Washington — Former President Bill Clinton said Wednesday he tested positive for COVID-19 but his symptoms were mild and he encouraged others to get vaccinated. It has been the subject of several operations since 2004.
“I’m fine overall and I’m taking care of myself at home. I am grateful to be vaccinated and reinforced, which has kept my case mild, and I urge you to do the same, especially as the winter months approach. “Clinton wrote on Twitter.
In October 2021, Clinton spent nights in a California hospital for a blood infection, before breaking out of the arm of his wife, former Secretary of State Hillary Clinton.
In 2004, at age 58, he underwent quad bypass surgery after doctors discovered symptoms of extensive central disease.
Six years later, he had stents implanted in his coronary artery.

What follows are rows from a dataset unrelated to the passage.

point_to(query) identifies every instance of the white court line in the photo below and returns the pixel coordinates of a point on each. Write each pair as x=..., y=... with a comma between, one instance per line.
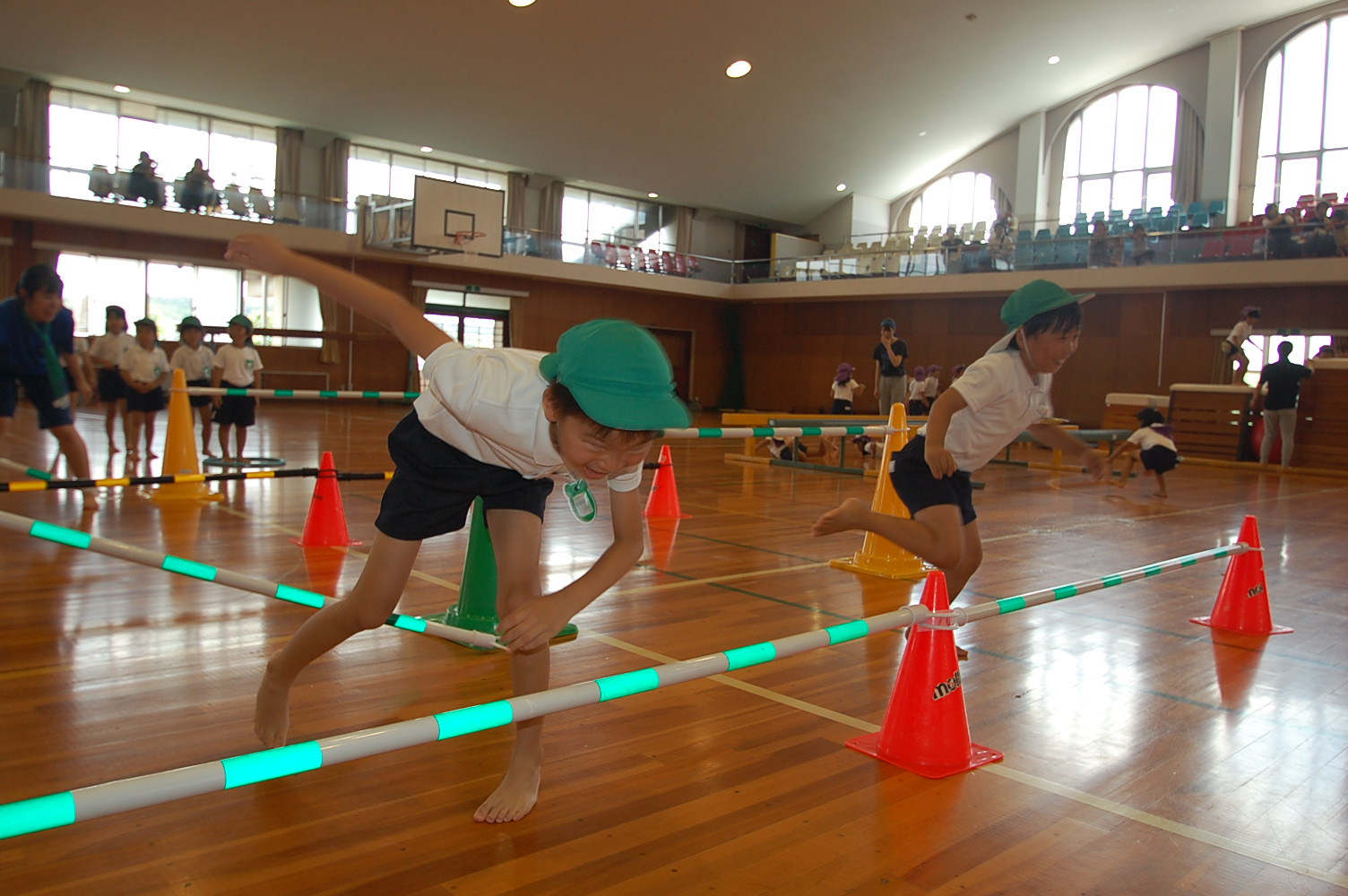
x=1084, y=797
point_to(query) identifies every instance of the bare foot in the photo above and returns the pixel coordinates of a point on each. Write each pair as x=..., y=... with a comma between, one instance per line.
x=514, y=797
x=840, y=519
x=272, y=714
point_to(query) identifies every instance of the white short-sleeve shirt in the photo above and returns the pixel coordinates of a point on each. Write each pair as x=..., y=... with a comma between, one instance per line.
x=1002, y=399
x=488, y=403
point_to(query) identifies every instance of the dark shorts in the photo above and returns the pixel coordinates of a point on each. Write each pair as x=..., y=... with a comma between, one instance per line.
x=111, y=385
x=149, y=401
x=236, y=409
x=435, y=486
x=198, y=401
x=918, y=489
x=1158, y=459
x=38, y=388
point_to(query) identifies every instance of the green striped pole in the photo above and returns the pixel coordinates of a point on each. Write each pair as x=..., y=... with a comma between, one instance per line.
x=192, y=569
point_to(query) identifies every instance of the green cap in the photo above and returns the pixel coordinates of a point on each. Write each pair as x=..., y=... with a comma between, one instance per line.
x=1034, y=298
x=619, y=376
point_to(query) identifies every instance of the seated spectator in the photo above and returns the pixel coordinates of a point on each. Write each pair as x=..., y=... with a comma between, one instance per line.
x=198, y=189
x=1278, y=225
x=144, y=184
x=1142, y=251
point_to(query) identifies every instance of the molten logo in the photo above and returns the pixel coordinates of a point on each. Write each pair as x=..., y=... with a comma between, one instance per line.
x=946, y=687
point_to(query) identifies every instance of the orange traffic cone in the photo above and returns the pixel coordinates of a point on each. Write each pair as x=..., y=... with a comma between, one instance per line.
x=181, y=451
x=326, y=521
x=925, y=728
x=1243, y=599
x=879, y=556
x=662, y=503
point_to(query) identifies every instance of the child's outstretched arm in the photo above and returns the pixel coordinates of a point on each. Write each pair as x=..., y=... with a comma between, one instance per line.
x=1059, y=438
x=363, y=297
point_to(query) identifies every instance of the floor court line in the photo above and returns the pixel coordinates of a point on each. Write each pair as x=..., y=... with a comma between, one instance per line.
x=1011, y=773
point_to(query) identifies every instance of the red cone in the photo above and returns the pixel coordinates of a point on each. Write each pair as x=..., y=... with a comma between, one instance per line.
x=925, y=728
x=326, y=521
x=1243, y=599
x=662, y=503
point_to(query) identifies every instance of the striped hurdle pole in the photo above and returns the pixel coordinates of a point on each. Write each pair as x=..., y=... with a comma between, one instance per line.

This prompted him to adopt vegetarian nutrition and speak publicly about how his food intake has helped him become healthier.
“Maybe if I hadn’t eaten so many burgers and steaks, which I love, if I had had a little less tension in my life. . . it would have been different,” Clinton told ABC News in 2004. After your surgery the success center.
Clinton led the United States for two presidential terms, from 1993 to 2001.
In the two decades since leaving the White House, he has been concerned with humanitarian and diplomatic causes.
He has traveled the world, not only to obtain lucrative fees for talks and attend congresses, but also to enter crisis spaces or raise budgets for the fight against AIDS.
Clinton, who once called himself the “child of return” in the Democratic Party’s number one war in 1992, subsidized his wife’s failed presidential crusade against Donald Trump in 2016.
Gradually, its speed has slowed and it has traveled less in years.
The Clintons are now in Chappaqua, New York.